A website called Jotwell (for Journal of Things WE Like Lots) encourages its contributors to write very short pieces calling out for praise particular recent articles that were published in one’s field.

I tend to participate in this annually, although with the press of other obligations I skipped 2017. But they have just posted this short piece that I wrote that discusses the recent Torslov, Wier, and Zucman NBER paper, The Missing Profits of Nations, which argues that big multinational firms are shifting A LOT (40% or more) of their economic profits to tax havens.

I note in my short piece that there is an ongoing dispute among leading empirical economists regarding whether the amounts being shifted are this high, or significantly lower. My own anecdotal sense of things is that the high estimates are likely to be correct, but I accept that there is a genuine empirical dispute here for the experts in such research to hash out. But in any event Zucman et al have found a creative and interesting new way of addressing the question, as I note very briefly in my piece and they explain at greater length in their paper.
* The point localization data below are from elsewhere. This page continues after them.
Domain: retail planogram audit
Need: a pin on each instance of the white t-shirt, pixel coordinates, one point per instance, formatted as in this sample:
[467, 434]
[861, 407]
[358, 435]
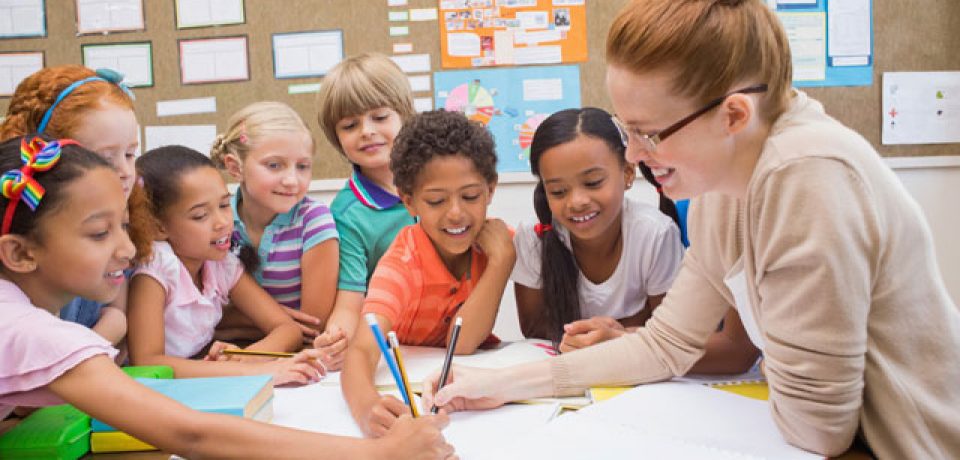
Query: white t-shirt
[651, 257]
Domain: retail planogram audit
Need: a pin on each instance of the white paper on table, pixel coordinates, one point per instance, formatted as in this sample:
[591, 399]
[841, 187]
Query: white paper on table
[463, 44]
[413, 63]
[419, 82]
[323, 409]
[108, 15]
[921, 107]
[570, 436]
[186, 106]
[537, 55]
[807, 35]
[14, 67]
[197, 137]
[22, 18]
[697, 415]
[199, 13]
[542, 89]
[133, 60]
[306, 54]
[420, 362]
[213, 59]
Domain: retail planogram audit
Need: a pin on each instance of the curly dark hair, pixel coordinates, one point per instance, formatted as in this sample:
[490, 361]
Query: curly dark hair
[440, 133]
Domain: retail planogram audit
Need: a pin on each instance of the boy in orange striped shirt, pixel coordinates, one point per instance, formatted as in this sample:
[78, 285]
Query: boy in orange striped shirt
[452, 262]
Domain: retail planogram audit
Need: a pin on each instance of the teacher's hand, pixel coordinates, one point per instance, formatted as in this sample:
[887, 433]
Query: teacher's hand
[467, 388]
[586, 332]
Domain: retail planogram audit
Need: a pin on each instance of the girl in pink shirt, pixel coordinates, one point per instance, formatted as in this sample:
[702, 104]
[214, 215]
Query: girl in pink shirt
[62, 236]
[177, 297]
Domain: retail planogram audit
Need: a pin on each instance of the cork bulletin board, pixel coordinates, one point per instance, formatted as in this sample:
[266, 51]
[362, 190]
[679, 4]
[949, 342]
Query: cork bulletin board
[908, 36]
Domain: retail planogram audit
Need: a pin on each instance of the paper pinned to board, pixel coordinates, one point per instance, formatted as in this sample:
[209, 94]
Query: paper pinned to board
[921, 108]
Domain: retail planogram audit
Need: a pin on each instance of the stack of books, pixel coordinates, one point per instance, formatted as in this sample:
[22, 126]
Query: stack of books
[245, 396]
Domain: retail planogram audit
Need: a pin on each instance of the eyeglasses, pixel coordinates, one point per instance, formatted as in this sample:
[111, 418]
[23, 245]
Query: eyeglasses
[648, 141]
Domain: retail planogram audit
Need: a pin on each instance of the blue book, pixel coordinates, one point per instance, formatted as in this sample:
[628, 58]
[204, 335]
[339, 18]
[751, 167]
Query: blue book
[244, 396]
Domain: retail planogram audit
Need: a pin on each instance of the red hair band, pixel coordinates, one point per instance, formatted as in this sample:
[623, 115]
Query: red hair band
[542, 228]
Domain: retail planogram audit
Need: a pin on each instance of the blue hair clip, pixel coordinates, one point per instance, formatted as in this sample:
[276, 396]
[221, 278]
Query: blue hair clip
[107, 75]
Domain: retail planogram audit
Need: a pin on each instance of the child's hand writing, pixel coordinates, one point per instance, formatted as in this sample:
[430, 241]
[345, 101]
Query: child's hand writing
[382, 415]
[309, 324]
[586, 332]
[303, 368]
[333, 345]
[417, 439]
[467, 388]
[496, 242]
[215, 353]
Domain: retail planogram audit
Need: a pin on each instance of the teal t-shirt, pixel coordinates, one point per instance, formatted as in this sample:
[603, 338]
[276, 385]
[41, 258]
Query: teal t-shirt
[368, 219]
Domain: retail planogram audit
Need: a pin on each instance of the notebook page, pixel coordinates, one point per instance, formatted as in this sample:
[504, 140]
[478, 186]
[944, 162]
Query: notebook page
[323, 409]
[699, 415]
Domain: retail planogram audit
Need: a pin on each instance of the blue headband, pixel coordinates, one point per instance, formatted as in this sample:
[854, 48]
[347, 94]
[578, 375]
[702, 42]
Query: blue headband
[107, 75]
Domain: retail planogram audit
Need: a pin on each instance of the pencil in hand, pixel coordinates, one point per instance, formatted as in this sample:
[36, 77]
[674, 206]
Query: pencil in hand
[395, 346]
[448, 360]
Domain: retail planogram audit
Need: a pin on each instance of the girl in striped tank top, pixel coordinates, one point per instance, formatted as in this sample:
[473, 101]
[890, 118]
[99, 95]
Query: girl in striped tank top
[287, 240]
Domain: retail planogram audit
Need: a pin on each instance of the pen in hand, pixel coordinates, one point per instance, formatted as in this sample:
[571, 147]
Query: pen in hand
[448, 360]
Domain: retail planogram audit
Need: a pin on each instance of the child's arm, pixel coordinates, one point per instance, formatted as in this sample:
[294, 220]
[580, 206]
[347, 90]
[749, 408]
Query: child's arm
[479, 312]
[374, 413]
[146, 343]
[176, 428]
[112, 324]
[282, 333]
[319, 270]
[340, 328]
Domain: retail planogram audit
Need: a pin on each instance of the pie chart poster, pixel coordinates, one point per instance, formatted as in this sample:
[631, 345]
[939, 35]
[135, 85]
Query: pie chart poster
[511, 102]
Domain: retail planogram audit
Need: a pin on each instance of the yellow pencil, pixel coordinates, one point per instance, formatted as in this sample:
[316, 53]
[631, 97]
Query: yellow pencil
[395, 344]
[275, 354]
As I note in my short comment, the greater the magnitude of such income-shifting, probably the less the real responses we ought to expect to, say, the recent U.S. corporate rate cut from 35% to 21%. But even if we get only minimal real responses because they do so much income-shifting anyway, it’s somewhat of a separate question whether there would be more real responses if the income-shifting were more substantially shut down.